Since there is only one factorisation for $2025$ (i.e. the factorisation is unique), we must have $2 \times p = 4$ and $2 \times q = 2$ . The only natural numbers that satisfy (i.e. solve) these equations are $p = 2$ and $q = 1$ . Therefore,

$\begin{aligned} \sqrt{2025} &= 3^p \times 5^q \\ &= 3^2 \times 5^1 \\ &= 45. \end{aligned}$

Using prime factorisation, we can write fractions in their simplest form.

Definition 2. A fraction $\displaystyle \frac pq$ is in simplest form if $p$ and $q$ share no common prime factors. Equivalently, $\mathrm{HCF}(p,q) = 1$ .

Example 4. Evaluate $\displaystyle \frac{1998}{2025}$ in its simplest form.

Solution.

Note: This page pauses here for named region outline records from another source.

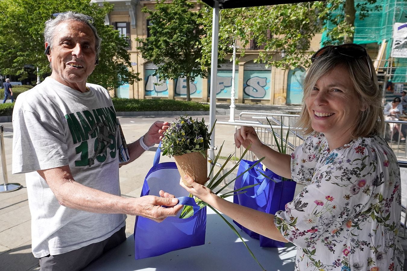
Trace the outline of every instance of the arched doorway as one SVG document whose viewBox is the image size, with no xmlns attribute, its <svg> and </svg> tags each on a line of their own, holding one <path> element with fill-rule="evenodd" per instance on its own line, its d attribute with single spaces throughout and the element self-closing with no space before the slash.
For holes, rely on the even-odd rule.
<svg viewBox="0 0 407 271">
<path fill-rule="evenodd" d="M 287 104 L 300 104 L 302 100 L 302 78 L 305 69 L 297 67 L 290 70 L 287 77 Z"/>
</svg>

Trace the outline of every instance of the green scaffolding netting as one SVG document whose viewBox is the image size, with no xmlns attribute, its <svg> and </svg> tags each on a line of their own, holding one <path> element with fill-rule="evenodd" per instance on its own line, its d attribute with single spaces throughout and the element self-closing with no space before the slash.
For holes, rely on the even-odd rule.
<svg viewBox="0 0 407 271">
<path fill-rule="evenodd" d="M 358 3 L 366 2 L 365 0 L 355 0 L 355 5 Z M 377 0 L 374 4 L 370 4 L 368 7 L 374 6 L 381 7 L 379 10 L 374 10 L 369 13 L 369 16 L 361 19 L 359 13 L 357 8 L 356 17 L 355 20 L 355 33 L 354 42 L 359 44 L 376 44 L 378 48 L 385 40 L 387 45 L 385 56 L 382 59 L 389 60 L 390 58 L 392 46 L 393 42 L 393 27 L 394 23 L 407 22 L 407 1 L 404 0 Z M 344 14 L 343 7 L 341 6 L 334 12 L 333 16 Z M 336 26 L 330 22 L 326 23 L 325 26 L 328 30 L 332 29 Z M 327 36 L 327 31 L 322 34 L 321 46 L 325 41 L 329 41 Z M 372 58 L 376 58 L 375 56 Z M 389 65 L 389 61 L 385 62 L 385 66 Z M 391 65 L 393 68 L 392 73 L 392 80 L 394 82 L 407 82 L 407 58 L 393 58 Z"/>
</svg>

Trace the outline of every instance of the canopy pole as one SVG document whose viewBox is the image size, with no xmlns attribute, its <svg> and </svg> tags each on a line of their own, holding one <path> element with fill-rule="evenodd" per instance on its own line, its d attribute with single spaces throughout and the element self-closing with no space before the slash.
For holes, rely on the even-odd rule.
<svg viewBox="0 0 407 271">
<path fill-rule="evenodd" d="M 218 43 L 219 42 L 219 2 L 215 0 L 212 16 L 212 53 L 211 56 L 210 91 L 209 98 L 209 127 L 214 123 L 216 114 L 216 87 L 218 74 Z M 209 158 L 213 161 L 215 158 L 215 127 L 210 135 L 209 146 Z M 211 180 L 213 178 L 214 172 L 210 174 Z"/>
</svg>

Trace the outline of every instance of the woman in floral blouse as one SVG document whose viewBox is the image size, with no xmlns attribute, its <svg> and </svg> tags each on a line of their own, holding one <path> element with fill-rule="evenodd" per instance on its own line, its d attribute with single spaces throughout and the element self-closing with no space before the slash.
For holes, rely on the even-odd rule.
<svg viewBox="0 0 407 271">
<path fill-rule="evenodd" d="M 372 61 L 351 43 L 318 51 L 304 80 L 298 125 L 309 136 L 291 156 L 263 144 L 253 127 L 235 134 L 270 169 L 306 185 L 285 210 L 261 213 L 220 198 L 188 178 L 188 191 L 244 227 L 298 247 L 295 270 L 403 270 L 398 233 L 400 172 L 383 139 Z M 274 221 L 274 223 L 273 223 Z"/>
</svg>

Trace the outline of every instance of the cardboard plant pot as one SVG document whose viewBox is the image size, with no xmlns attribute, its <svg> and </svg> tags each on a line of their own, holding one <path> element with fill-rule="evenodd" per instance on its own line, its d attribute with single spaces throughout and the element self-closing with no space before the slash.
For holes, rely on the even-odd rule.
<svg viewBox="0 0 407 271">
<path fill-rule="evenodd" d="M 208 150 L 206 150 L 206 153 L 207 153 Z M 205 184 L 208 180 L 208 165 L 206 156 L 200 152 L 190 152 L 182 155 L 174 156 L 174 158 L 179 175 L 185 185 L 190 186 L 184 179 L 184 176 L 186 174 L 190 176 L 200 184 Z"/>
</svg>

The fraction $\displaystyle \frac{1998}{2025}$ is not in simplest form since $\mathrm{HCF}(1998,2025) = 27$ by Example 2. However, by using their prime factorisations,

$\displaystyle \frac{1998}{2025} = \frac{2^1 \times 3^3 \times 5^0 \times 37^1}{ 2^0 \times 3^3 \times 3 \times 5^2 \times 37^0} = \frac{2 \times 37}{ 3 \times 5^2} = \frac{74}{75},$

which is in simplest form since $\mathrm{HCF}(74, 75) = 1$ (left as an exercise; follow Example 2).

While there can be much more to be said about the prime numbers and the natural numbers, a natural questions arises: what exactly is a negative number?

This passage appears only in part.